Pacticipant versions used in the template parameters

The consumer version and provider version will be populated from different sources depending on which event has been triggered, and how it has been triggered.

contract published/changed
contract requiring verification published
provider verification published/failed/succeeded

Webhook Whitelist

To ensure that webhooks cannot be used maliciously to expose either data about your contracts or your internal network, the following validation rules are applied to webhooks via the Pact Broker webhook whitelist configuration settings .

The host whitelist may contain hostnames (eg "github.com"), domains beginning with * (eg. "*.foo.com"), IPs (eg "192.0.345.4"), network ranges (eg "10.0.0.0/8") or regular expressions (eg /.*\.foo\.com$/). Note that IPs are not resolved, so if you specify an IP range, you need to use the IP in the webhook URL. If you wish to allow webhooks to any host (not recommended!), you can set webhook_host_whitelist to [/.*/]. Beware of any sensitive endpoints that may be exposed within the same network.

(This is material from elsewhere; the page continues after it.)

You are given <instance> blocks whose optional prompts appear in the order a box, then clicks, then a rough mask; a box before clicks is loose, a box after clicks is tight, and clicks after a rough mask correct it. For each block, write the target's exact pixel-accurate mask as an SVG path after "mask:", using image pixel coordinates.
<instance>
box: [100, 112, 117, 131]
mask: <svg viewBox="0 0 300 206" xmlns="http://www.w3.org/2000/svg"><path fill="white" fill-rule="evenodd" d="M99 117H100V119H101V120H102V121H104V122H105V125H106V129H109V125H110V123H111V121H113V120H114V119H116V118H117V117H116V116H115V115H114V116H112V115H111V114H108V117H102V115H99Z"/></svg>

The recommended set of values to start with are:

* your CI server's hostname (for triggering builds)
* your company chat (eg. Slack, for publishing notifications)
* your code repository (eg. Github, for sending commit statuses)

Alternatively, you could use a domain beginning with a * to limit requests to your company’s domain.

Note that the hostname/domain matching follows that used for SSL certificate hostnames, so *.foo.com will match a.foo.com but not a.b.foo.com. If you need more flexible matching because you have domains with variable “parts” (eg a.b.foo.com), you can use a regular expression (eg /.*\.foo\.com$/ - don’t forget the end of string anchor). You can test Ruby regular expressions at rubular.com.

Testing

To test a webhook, navigate to the webhook in the HAL browser, then make a POST request to the “pb:execute” relation. The latest matching pact/verification will be used in the template, or a placeholder if none exists. The response or error will be shown in the window.

Deleting

Send a DELETE request to the webhook URL.

Updating

Send a PUT request to the webhook URL with all fields required for the new webhook.